Que des salles de conférences et des amphithéâtres soient désertés quand on y traite de connaissances en dehors des cours. Les organisateurs de telles rencontres ne se sont jamais mépris sur la nature des étudiants : il n’y a que l’aspect de « l’ici et maintenant » qui les passionne. C’est pourquoi, en désespoir de cause, ils n’ont pas accusé de temps pour se créer une ruse : sur les affiches, est souvent mis en évidence « il y aura cocktail » pour susciter les affluences.
Plusieurs périphrases se sont bousculées dans ma tête pour qualifier cette rupture dans la longue marche de l’UGB. Je résistai d’abord à celle-ci : la mort de l’étudiant. Ensuite, une autre me tenta : la fin d’un mythe. Et enfin, je décidai ce titre: de l’étudiant modèle au modèle d’étudiant.
Quand je pense à ce qu’était Sanar en 1990, et à ce qu’est devenu Sanar 20 ans après, l’envie de vivre au présent me fuit. Mon esprit s’affaisse à force de constats amers, de regrets et d’incessantes « pérégrinations » entre le passé et le présent. Qui n’aurait pas voulu, par un coup de baguette magique divine, que le temps soit reculé, que le futur soit supprimé, pour que la vie soit éternellement fixée sur cette année 1990 ? Ce serait surement le vœu le plus fou, formulable pourtant par des esprits les plus sains de chez nous. Car on ne peut pas détester le bien en se défendant d’être bien, ni détester le bien et idolâtrer le mal.
Sur les ruines de l’étudiant modèle, se construit un nouveau modèle d’étudiant. Vous n’avez qu’à ouvrir les yeux et tendre les oreilles pour vous rendre à l’évidence. Par quel moyen ? Je ne sais pas, mais surement à l’évidence, vous allez vous rendre chers lecteurs.

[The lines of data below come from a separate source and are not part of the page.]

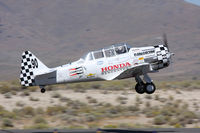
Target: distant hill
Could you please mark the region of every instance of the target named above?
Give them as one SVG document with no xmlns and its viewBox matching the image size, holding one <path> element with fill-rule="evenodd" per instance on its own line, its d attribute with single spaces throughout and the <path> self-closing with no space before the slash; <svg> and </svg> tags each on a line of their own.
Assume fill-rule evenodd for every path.
<svg viewBox="0 0 200 133">
<path fill-rule="evenodd" d="M 183 0 L 0 0 L 0 80 L 19 76 L 24 50 L 47 66 L 113 43 L 168 34 L 174 64 L 161 77 L 200 76 L 200 7 Z"/>
</svg>

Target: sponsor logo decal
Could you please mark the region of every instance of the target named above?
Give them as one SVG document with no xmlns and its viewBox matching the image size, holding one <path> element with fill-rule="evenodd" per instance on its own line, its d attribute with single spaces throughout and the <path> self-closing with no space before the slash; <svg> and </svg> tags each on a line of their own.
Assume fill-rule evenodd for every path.
<svg viewBox="0 0 200 133">
<path fill-rule="evenodd" d="M 139 60 L 144 60 L 144 57 L 140 57 Z"/>
<path fill-rule="evenodd" d="M 152 53 L 155 53 L 154 49 L 146 49 L 146 50 L 142 50 L 141 52 L 135 53 L 134 56 L 142 56 L 142 55 L 152 54 Z"/>
<path fill-rule="evenodd" d="M 126 70 L 129 67 L 131 67 L 131 64 L 129 62 L 107 66 L 107 67 L 101 68 L 101 74 L 108 74 L 108 73 L 113 73 L 116 71 Z"/>
<path fill-rule="evenodd" d="M 82 74 L 83 74 L 83 67 L 77 67 L 77 68 L 69 69 L 69 75 L 70 76 L 82 75 Z"/>
<path fill-rule="evenodd" d="M 102 65 L 103 64 L 103 61 L 98 61 L 97 62 L 97 65 Z"/>
<path fill-rule="evenodd" d="M 87 78 L 93 78 L 93 77 L 95 77 L 95 74 L 94 73 L 89 73 L 88 75 L 86 75 L 87 76 Z"/>
</svg>

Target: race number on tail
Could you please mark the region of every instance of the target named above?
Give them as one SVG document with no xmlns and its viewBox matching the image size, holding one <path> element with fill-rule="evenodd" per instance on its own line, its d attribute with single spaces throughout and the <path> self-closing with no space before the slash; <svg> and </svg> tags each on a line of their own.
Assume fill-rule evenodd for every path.
<svg viewBox="0 0 200 133">
<path fill-rule="evenodd" d="M 34 86 L 35 76 L 43 71 L 48 70 L 46 67 L 35 55 L 30 51 L 25 51 L 22 53 L 21 61 L 21 74 L 20 80 L 22 86 Z"/>
</svg>

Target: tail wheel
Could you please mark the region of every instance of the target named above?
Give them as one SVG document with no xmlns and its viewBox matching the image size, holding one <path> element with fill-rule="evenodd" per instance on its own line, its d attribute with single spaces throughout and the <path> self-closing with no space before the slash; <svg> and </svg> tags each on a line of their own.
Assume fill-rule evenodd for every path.
<svg viewBox="0 0 200 133">
<path fill-rule="evenodd" d="M 135 85 L 135 91 L 139 94 L 143 94 L 145 92 L 145 84 L 144 83 L 141 83 L 141 84 L 137 83 Z"/>
<path fill-rule="evenodd" d="M 45 93 L 45 91 L 46 91 L 46 90 L 45 90 L 44 88 L 41 89 L 41 93 Z"/>
<path fill-rule="evenodd" d="M 156 90 L 156 86 L 154 85 L 154 83 L 146 83 L 145 92 L 147 94 L 152 94 L 155 92 L 155 90 Z"/>
</svg>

Le modèle d’étudiant que le mauvais temps expérimente chez nous est celui qu’aucune question sociale n’interpelle en dehors de l’UGB. Il n’a aucun commentaire ou avis à donner sur la marche du monde. Pire, il n’esquisse aucune idée pour la freiner ou l’obliger à bifurquer de sa trajectoire. C’est ce blasement, cette rare « qualité » dont seul l’étudiant de Sanar est doté, qui s’appelle « excellence ». Ne t’offusque pas de n’en être point attribué cher lecteur, la nature distribue très injustement ce rarissime don du ciel !
Malheur à nos anciens camarades de l’UGB. Ils s’en sont allés pour ne plus revenir de leur étonnement : nous sommes à l’heure de l’étudiant programmé. C’est celui là dont l’esprit est « amarré » sur ses cours, qui ne s’occupe que de ça, du travail en classe ! C’est celui là qu’on n’arrive plus à identifier aux braves hommes qui veillent devant l’entrée des restos ! Car eux aussi, s’habillent en « costumes-cravates », roulent les « r », martèlent les « bonjour », « bonne journée » et les « bonsoir », Ils vous parlent un Français irréprochable en inclinant leurs lunettes sur la presse du jour. Décidément vous diriez-vous : Comment reconnaît-on l’étudiant de nos jours à Sanar ? Car l’engagement grâce auquel on l’identifiait s’est éclipsé. C’est ce que la transition de « l’étudiant modèle au modèle d’étudiant » donne. Nous sommes à l’heure de l’étudiant-spectateur.